Sun and Wind do not pollute and do not depend on President Putin’s or any other Geopolitical player’s decisions.
Renewable Energy is the basis of the Energy independence of every State.
Even the Gulf Countries, the source of the great hydrocarbons, are investing in Renewables. Costs are continuously dropping.
Despite an anticipated slow down this year, electricity from renewables is expected to grow globally by 1,200GW in the next five years, the equivalent of the total electricity capacity of the US.
There will be a drop in the growth of Solar globally this year. It is foreseen that the new solar capacity to be added in the World will be around 120 GW, similar to that added in 2019.
For Wind Energy, even if the 75 GW of new installations is not achieved experts expect that it will be a record year worldwide.
The key issue is not the cost of Electricity production from Renewables. That is already lower both in pollution and dollars.

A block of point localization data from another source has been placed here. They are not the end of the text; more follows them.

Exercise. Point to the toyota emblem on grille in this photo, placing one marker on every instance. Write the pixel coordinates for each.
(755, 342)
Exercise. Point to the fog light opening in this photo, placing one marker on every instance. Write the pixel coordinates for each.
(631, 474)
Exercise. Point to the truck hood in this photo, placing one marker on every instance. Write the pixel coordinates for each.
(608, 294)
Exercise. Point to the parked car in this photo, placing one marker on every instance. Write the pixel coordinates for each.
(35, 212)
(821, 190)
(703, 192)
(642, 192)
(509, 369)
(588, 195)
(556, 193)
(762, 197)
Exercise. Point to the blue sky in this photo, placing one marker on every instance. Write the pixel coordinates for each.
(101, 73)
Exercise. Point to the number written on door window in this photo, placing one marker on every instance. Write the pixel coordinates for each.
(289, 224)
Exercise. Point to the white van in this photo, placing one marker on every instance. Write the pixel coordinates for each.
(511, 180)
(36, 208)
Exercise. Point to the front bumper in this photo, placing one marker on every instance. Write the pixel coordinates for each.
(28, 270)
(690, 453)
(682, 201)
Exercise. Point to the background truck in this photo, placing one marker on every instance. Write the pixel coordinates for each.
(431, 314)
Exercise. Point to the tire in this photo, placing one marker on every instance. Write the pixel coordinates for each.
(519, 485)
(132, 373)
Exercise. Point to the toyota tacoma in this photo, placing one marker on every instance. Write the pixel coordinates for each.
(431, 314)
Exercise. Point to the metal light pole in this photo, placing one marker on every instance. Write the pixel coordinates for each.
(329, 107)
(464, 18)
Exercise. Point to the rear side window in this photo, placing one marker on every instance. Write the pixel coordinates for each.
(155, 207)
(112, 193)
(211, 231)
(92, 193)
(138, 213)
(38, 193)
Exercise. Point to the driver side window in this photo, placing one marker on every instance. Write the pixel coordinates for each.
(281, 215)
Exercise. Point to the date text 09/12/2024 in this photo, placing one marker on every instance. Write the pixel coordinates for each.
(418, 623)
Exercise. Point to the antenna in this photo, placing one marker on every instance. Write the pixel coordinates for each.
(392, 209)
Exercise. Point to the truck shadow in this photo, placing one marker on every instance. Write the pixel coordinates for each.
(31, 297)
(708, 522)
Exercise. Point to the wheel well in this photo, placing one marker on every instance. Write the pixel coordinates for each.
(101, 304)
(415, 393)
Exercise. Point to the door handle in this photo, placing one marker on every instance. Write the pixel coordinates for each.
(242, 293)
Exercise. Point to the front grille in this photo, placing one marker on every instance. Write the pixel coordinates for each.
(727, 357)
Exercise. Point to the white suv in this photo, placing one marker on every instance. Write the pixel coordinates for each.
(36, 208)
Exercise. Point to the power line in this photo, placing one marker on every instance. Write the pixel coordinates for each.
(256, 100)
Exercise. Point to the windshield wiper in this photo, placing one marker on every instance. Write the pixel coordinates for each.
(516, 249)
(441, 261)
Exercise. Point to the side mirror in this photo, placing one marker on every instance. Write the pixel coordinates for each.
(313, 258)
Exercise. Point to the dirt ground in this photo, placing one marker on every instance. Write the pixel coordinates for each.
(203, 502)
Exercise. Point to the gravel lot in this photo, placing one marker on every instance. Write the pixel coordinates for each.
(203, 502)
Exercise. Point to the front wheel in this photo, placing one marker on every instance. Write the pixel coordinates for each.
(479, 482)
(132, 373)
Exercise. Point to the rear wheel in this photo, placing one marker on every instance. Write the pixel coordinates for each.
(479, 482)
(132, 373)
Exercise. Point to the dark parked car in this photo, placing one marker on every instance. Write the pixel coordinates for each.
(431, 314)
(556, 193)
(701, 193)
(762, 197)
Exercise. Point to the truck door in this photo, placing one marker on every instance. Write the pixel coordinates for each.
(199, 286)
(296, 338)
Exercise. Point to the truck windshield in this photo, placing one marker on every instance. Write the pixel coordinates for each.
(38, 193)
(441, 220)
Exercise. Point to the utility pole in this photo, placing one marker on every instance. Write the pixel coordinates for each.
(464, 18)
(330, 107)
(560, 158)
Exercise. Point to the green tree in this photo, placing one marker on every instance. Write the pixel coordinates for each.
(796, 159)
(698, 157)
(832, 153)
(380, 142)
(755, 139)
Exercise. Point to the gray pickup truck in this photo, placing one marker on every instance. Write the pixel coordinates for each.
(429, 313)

The key issue is the battery storage of electricity to ensure grid stability.
Energy storage is key for unlocking intermittency of renewables and enabling the massive transition to Renewables.

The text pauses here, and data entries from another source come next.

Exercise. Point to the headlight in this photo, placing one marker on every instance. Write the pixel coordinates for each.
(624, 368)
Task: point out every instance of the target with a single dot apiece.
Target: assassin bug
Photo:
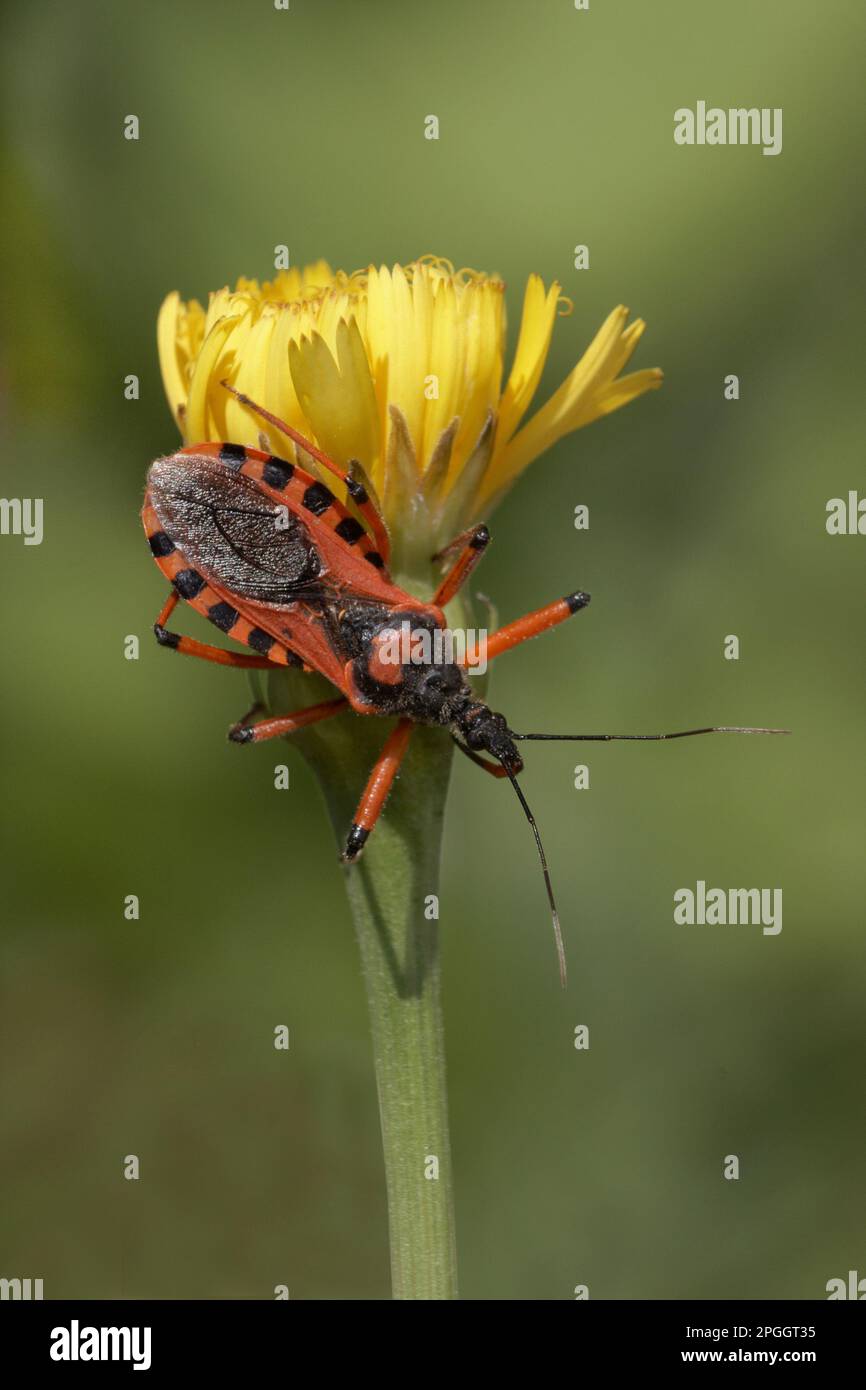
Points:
(275, 560)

This has already proven its value for peak demand and cheaper storage batteries will solve the issue on a 24/7 basis.
This is directly related to the cost of lithium batteries.
By 2021, economists predict that the expenses related to lithium will fall for another 45% and storage will be integrated into renewable energy proposals.
There is a 74% decline in costs since 2013 and these are projected to continue to decline at 8% per year.
Renewable sources of Energy are getting more competitive every year.
Oil producers, through price wars, are accelerating the demise of Oil.
The future is inexorably linked with the Circular Economy.
Renewable sources of Energy are a basic pillar of it.